&29.Bölüm -Final-

383 17 104
                                    

25.03.2021
Ramazanınız mübarek olsun.
İyi okumalar...

***Üç gün sonra

"Bu evi nasıl farklı dekore edebiliriz ki Aras? Baksana böyle çok güzel zaten." Dediğimde gülerek arkadan kollarını göğsümün altına doladı. Çenesini omzuma yaslayıp eve kısa bir bakış attıktan sonra kafasını çevirip boyun girintime sürttü burnunu.

"Bir şeylere, bizden bir şeyler katmak için öyle diyorum Akasya'm ama istersen biz anılarımızla da özelleştiririz evimizi." Dediğinde onun her fırsatta dibimde biten haline gülüp odaya bakmak için giden Halid'in gelip gelmediğini kontrol ettim. Onu midesinden itmeye çalıştım.

"Aras şöyle yaklaşıp durmasana. Çocuk görecek." Dediğimde güldü, dediğimin aksine daha da sırnaştı.

"Görsün benim çocuğum değil mi?" Bu sefer bana sarılı kollarına vurdum.

"Aras, ne görsün ya ne görsün? Sonra ölümcül hastaymışız gibi kaçıyor çocuk. Utanıyor yüzümüze bakmıyor. Bir şey söyleyeceğinde sürekli çekiniyor. Senin bu hareketlerine halâ alışmadı, yapma onun yanında." Dediğimde içine uzun bir iç çekti. Nefes almaktan çok beyninde bir şeyleri taratır gibiydi.
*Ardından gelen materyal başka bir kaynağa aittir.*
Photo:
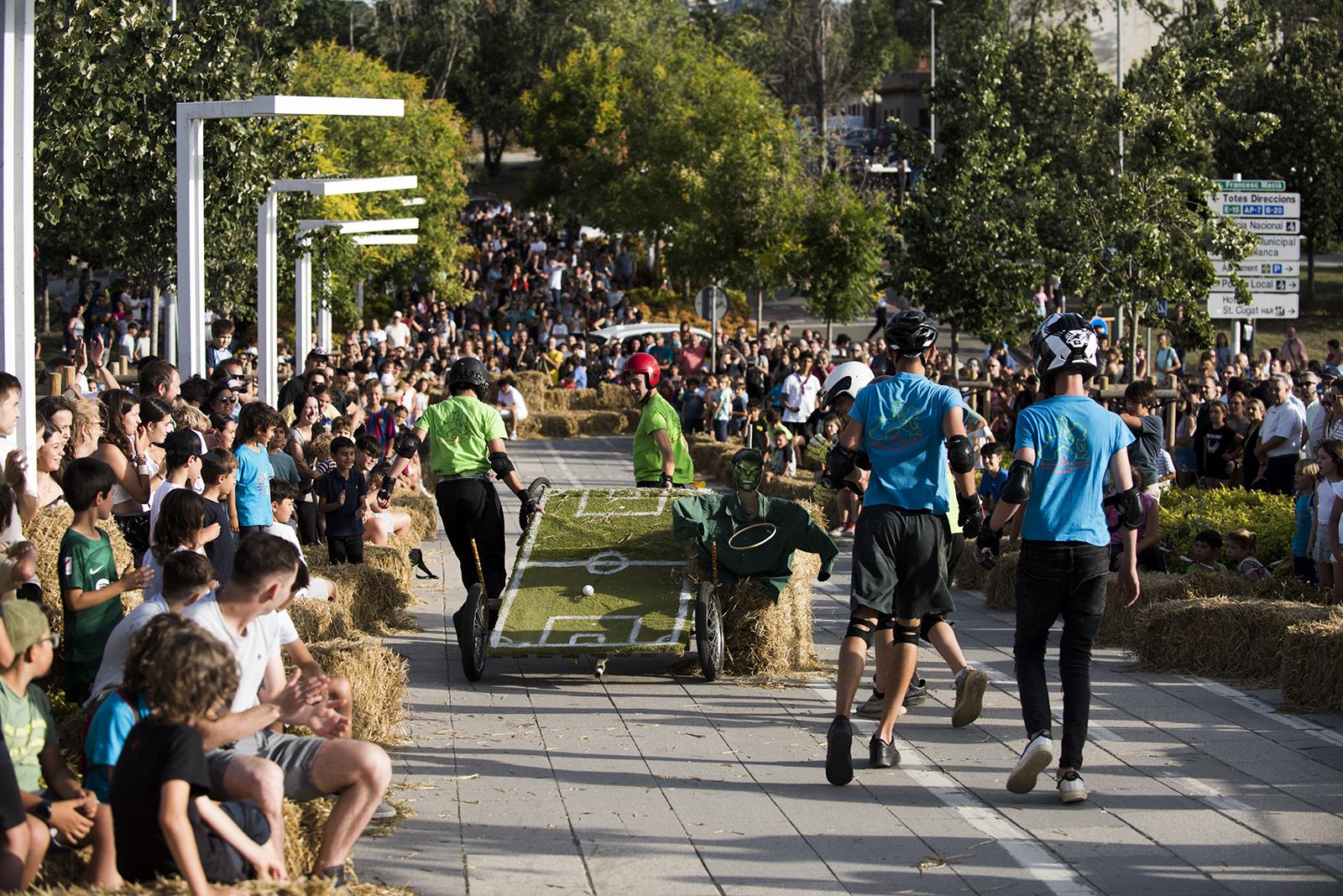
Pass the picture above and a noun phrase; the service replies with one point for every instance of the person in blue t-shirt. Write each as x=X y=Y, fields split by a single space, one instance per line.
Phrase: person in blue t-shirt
x=1065 y=443
x=910 y=428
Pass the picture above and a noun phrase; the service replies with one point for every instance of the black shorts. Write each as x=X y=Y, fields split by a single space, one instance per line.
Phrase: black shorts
x=900 y=562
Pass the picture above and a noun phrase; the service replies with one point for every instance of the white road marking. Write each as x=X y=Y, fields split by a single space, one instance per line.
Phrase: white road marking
x=1267 y=710
x=1210 y=795
x=1016 y=841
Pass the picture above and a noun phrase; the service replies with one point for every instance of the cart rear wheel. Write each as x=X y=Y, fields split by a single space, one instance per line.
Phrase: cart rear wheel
x=473 y=631
x=708 y=631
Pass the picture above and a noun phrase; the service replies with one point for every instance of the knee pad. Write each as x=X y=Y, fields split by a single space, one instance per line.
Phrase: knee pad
x=861 y=628
x=907 y=633
x=928 y=622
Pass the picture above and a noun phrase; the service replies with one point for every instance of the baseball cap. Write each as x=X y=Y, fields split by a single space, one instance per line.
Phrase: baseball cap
x=24 y=623
x=183 y=443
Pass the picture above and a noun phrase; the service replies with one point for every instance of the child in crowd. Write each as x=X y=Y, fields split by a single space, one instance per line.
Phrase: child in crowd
x=1327 y=492
x=183 y=528
x=71 y=812
x=1240 y=550
x=91 y=588
x=183 y=450
x=781 y=461
x=1307 y=471
x=994 y=477
x=342 y=497
x=284 y=497
x=219 y=474
x=161 y=784
x=1206 y=544
x=255 y=425
x=187 y=577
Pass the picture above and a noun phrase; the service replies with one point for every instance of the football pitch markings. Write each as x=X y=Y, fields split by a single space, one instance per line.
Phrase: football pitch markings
x=619 y=544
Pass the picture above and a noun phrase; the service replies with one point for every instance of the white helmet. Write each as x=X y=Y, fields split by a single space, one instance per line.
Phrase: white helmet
x=846 y=380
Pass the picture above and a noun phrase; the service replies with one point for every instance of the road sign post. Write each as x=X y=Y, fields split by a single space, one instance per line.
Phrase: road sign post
x=712 y=304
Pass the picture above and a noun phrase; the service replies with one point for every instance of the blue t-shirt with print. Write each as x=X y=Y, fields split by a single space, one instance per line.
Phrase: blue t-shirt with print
x=253 y=490
x=901 y=432
x=1074 y=439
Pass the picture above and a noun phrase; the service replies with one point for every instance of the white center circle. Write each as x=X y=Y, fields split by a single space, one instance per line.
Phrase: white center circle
x=606 y=564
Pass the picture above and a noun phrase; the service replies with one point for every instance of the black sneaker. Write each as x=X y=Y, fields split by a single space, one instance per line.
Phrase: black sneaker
x=839 y=752
x=883 y=754
x=917 y=694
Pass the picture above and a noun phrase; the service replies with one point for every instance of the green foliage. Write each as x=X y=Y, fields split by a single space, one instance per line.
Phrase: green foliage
x=109 y=76
x=1186 y=513
x=429 y=143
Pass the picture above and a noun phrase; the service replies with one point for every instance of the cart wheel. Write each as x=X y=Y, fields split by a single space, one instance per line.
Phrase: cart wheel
x=474 y=615
x=708 y=631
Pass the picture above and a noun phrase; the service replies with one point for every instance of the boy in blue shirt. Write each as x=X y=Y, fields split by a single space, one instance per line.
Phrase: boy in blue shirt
x=911 y=430
x=1065 y=443
x=994 y=479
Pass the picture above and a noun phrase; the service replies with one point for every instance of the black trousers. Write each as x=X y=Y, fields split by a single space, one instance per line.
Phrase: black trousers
x=1058 y=578
x=470 y=508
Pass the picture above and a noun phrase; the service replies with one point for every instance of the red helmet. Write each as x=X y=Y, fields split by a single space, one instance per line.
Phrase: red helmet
x=645 y=364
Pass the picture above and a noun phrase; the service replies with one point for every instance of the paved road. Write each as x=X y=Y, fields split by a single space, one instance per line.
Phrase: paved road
x=541 y=779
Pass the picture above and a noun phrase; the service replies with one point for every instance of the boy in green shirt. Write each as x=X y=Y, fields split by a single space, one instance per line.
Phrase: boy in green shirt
x=661 y=456
x=91 y=588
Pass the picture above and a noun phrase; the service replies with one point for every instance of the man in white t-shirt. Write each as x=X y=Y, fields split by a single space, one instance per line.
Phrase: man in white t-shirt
x=510 y=405
x=398 y=334
x=799 y=400
x=1280 y=436
x=245 y=754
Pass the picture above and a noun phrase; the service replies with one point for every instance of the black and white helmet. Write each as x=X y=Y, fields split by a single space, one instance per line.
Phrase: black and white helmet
x=1065 y=344
x=911 y=333
x=470 y=373
x=846 y=380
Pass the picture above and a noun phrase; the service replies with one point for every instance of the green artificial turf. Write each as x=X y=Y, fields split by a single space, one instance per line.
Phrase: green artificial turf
x=617 y=541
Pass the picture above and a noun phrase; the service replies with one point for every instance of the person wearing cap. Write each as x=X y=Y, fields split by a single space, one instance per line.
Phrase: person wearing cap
x=73 y=813
x=183 y=450
x=661 y=456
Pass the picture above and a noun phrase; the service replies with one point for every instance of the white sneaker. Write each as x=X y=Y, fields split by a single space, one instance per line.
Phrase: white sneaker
x=1034 y=758
x=1072 y=788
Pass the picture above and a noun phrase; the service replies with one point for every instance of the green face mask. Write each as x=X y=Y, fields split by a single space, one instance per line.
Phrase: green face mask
x=747 y=472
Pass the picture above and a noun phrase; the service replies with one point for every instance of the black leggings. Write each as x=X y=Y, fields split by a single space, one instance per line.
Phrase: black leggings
x=470 y=508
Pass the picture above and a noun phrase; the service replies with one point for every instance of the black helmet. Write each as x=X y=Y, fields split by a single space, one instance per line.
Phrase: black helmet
x=1064 y=344
x=469 y=373
x=911 y=333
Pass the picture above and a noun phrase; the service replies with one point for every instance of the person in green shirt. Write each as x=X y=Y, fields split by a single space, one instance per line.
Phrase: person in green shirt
x=661 y=456
x=91 y=586
x=467 y=443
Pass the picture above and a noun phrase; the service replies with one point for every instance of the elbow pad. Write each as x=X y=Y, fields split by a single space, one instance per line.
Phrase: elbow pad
x=841 y=461
x=407 y=445
x=1021 y=481
x=501 y=464
x=1130 y=506
x=960 y=455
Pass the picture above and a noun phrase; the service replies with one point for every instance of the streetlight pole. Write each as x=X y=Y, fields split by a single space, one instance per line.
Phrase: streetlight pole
x=933 y=65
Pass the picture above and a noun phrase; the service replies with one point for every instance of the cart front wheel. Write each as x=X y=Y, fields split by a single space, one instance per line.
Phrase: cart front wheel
x=708 y=631
x=473 y=631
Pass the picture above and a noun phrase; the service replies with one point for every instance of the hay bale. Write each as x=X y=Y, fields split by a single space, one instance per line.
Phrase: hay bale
x=376 y=602
x=1001 y=582
x=319 y=620
x=376 y=679
x=970 y=575
x=1311 y=672
x=1222 y=638
x=44 y=531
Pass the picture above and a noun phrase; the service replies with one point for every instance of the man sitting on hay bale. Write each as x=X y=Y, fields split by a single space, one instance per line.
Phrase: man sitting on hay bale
x=253 y=758
x=715 y=521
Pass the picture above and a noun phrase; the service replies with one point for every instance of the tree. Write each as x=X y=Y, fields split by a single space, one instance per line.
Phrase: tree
x=429 y=143
x=109 y=76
"Ama güzelim ben hayatım boyunca sana onun yanında sarılamayacak mıyım bile? Ama o benim çocuğum Akasya. Bu kadar rahatsız olması yanlış. Alışması gerekir. Önünde seni yemiyorum hele." Son dedikleriyle utançtan kıpkırmızı kesilirken kollarından kurtuldum. Ellerimi yüzüme kapatıp sitemle okunuştum.
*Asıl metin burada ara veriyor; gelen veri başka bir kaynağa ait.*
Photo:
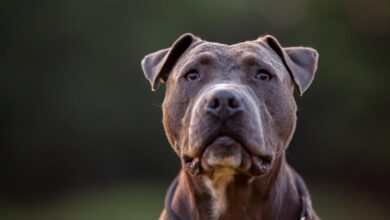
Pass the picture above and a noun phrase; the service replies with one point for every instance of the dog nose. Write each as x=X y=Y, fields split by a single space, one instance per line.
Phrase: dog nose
x=224 y=104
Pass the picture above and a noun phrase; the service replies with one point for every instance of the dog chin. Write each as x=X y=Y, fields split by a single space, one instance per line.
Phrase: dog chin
x=224 y=152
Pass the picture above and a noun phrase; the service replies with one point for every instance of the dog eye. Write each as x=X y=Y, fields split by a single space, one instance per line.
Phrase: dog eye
x=263 y=75
x=192 y=75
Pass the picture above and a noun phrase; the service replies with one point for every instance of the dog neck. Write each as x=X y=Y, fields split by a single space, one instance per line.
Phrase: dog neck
x=229 y=196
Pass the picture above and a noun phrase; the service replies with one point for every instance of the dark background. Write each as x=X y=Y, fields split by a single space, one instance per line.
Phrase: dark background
x=81 y=130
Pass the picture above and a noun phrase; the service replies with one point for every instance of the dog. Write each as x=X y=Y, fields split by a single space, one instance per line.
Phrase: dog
x=229 y=113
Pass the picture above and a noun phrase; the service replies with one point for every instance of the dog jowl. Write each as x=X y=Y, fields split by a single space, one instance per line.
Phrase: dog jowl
x=229 y=113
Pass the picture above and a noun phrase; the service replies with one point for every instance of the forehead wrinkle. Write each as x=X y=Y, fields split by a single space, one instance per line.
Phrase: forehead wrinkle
x=262 y=55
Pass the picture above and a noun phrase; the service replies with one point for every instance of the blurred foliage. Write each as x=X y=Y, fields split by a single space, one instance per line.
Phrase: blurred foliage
x=77 y=112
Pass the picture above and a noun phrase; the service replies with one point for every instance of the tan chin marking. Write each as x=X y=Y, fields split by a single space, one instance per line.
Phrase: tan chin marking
x=217 y=184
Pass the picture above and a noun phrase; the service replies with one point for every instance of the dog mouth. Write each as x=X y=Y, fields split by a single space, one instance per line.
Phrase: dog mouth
x=227 y=151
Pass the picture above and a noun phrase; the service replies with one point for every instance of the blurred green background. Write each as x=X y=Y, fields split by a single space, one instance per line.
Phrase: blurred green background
x=82 y=135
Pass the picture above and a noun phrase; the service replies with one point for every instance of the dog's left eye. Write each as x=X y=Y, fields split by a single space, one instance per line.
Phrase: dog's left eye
x=263 y=75
x=192 y=75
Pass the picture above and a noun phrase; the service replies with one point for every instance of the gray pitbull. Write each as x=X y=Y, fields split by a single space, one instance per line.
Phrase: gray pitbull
x=229 y=113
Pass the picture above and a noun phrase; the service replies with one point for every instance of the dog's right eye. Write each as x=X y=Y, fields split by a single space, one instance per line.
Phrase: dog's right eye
x=192 y=75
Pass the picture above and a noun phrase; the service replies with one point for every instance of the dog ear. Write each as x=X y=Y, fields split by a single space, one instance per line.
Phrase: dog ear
x=157 y=65
x=301 y=62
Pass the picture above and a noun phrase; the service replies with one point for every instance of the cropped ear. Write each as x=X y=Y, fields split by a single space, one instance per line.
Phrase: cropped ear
x=301 y=62
x=157 y=65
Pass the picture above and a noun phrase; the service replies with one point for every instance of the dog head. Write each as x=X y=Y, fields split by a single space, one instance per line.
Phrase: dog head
x=230 y=107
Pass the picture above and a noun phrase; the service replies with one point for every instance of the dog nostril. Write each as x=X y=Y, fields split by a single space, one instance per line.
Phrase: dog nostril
x=214 y=104
x=233 y=103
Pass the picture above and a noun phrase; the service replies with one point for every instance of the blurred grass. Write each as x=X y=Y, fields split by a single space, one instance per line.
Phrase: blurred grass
x=144 y=200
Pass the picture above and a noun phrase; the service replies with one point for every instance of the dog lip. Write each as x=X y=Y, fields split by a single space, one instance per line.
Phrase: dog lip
x=235 y=138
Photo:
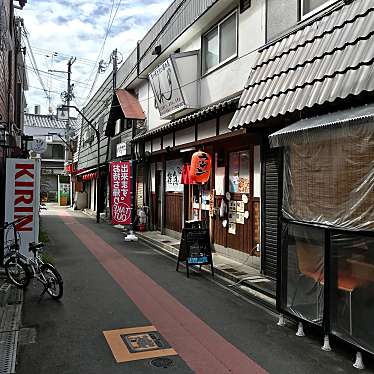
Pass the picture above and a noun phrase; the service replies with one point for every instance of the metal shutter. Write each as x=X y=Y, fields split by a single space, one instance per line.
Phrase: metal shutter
x=272 y=176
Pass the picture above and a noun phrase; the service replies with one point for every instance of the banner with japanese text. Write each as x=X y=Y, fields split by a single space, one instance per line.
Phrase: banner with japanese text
x=120 y=173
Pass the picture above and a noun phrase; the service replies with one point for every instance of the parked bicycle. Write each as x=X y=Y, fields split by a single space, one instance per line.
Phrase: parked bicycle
x=20 y=269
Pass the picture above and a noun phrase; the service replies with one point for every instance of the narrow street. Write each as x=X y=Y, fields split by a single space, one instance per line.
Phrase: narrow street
x=110 y=284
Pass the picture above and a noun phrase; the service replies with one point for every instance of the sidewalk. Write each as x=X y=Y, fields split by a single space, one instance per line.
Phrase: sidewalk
x=11 y=300
x=243 y=276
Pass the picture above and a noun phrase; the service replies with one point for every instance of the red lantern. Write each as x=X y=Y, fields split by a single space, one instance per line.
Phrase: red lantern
x=201 y=165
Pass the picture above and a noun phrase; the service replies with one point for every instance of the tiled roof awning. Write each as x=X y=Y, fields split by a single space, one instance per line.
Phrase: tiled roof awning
x=330 y=58
x=124 y=104
x=222 y=107
x=301 y=131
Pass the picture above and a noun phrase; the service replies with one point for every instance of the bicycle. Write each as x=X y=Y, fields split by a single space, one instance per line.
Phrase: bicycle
x=20 y=269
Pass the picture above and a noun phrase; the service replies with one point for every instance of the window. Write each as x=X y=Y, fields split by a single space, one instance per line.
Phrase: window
x=309 y=7
x=239 y=180
x=220 y=43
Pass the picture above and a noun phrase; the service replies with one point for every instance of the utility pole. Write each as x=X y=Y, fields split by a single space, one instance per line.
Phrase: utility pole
x=67 y=97
x=114 y=57
x=68 y=100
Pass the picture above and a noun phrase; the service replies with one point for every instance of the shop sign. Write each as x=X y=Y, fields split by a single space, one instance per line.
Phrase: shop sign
x=165 y=86
x=121 y=149
x=174 y=176
x=22 y=199
x=120 y=177
x=39 y=145
x=195 y=248
x=174 y=84
x=52 y=171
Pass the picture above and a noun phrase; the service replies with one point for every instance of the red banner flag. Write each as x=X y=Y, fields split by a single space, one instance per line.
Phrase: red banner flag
x=120 y=173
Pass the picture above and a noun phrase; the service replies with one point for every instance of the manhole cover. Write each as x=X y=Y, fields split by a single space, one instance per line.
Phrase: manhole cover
x=163 y=363
x=144 y=342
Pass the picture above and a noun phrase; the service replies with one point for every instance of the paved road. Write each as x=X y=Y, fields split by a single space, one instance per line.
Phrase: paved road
x=112 y=285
"Düzgün konuşsana ayı! Ayrıca abartma, ne zaman bana sarıldın diye tepki verdi. Her fırsatta yanımda bitip sırnaşıyorsun?" Onu görebilmek için ellerimi çektiğimde ciddi ifadesi yüzümü görmesiyle tökezlerken halime gülmemek için dudaklarını birbirine bastırdı. Konuşmam bittiğinde kaşları alayla havalanmıştı.

"Demek öyle Akasya hanım. Bu durumdan bir hayli rahatsız gözüküyorsunuz. Bende gelmem. İstenmediğim yere gelecek halim yok." Dediğinde ciddiliğim yok olmuştu. İlgi mi görmek istiyordu yoksa söylediklerinde kırgınlık mı var çözme çabasına girsem de yalnızca öyle bakabildim.

"Öyle değil." Diye fısıldadım, ne diyeceğimi bilemeyerek. Onu anlıyordum. Eskiden de böyleydi ki o. Sadece eskiye dönmek için büyük bir çaba sarf ediyordu. Ama şuan bir çocuk faktörü vardı ve hiçbir zaman istediği kadar rahat olamazdı.

"Sadece çocuğun yanındayken bana haddinden fazla yaklaşmaman gerekiyor. Geçen gün resmen onun bizi izlediğini bilerekten öptün beni. Çocuk bizi rahatsız ediyormuş ve fazlalıkmış gibi hissetmeye başlayabilir. Öyle mi Aras çocuğun böyle düşünsün ister misin? Kaldıramıyoruz, alışamıyoruz hiçbirimiz tam olarak birbirimize. Bizimle büyümedi. Sırf bu yüzden çocuğunu dışlamak mı istiyorsun? O zaman o yanımızdayken en azından ikimize özel alana girmeden bana yaklaşma. Biraz da oğlunla ilgilen o alanın dışındayken." Elini saçlarının arasından geçirdi stresle.

"Ben oğlumla zaten ilgileniyorum bir tanem ama senide özledim. Seni deli gibi sevdiğimi benden daha iyi biliyorsun." Gözlerinin kızardığını gördüğümde içim titredi. Ona bir kaç adım yaklaşıp parmaklarım üstünde doğruldum omzundan destek alarak. İlk yüzünü kavrayıp şefkatle okşadığımda. Gözlerindeki şimşekler dinerken yanağını titrek bir iç çekerek elime yasladı.

"Biliyorum bir tanem. Hem şey diye düşünsene gün sonunda dibinde biteceğim zaten. Başkasına gidecek halim yok. Bende sana sevdalıyım ya. Kopmam aşkından korkma. Sadece biraz sabır edeceksin." Dediğimde kafa salladı.

Bana çok düşkündü. Hop Akasya. Zıp Akasya. Her daim yanımda, dibimde olmak istiyordu. Kapı açılma sesi duyduğumda hızla geri çekildim.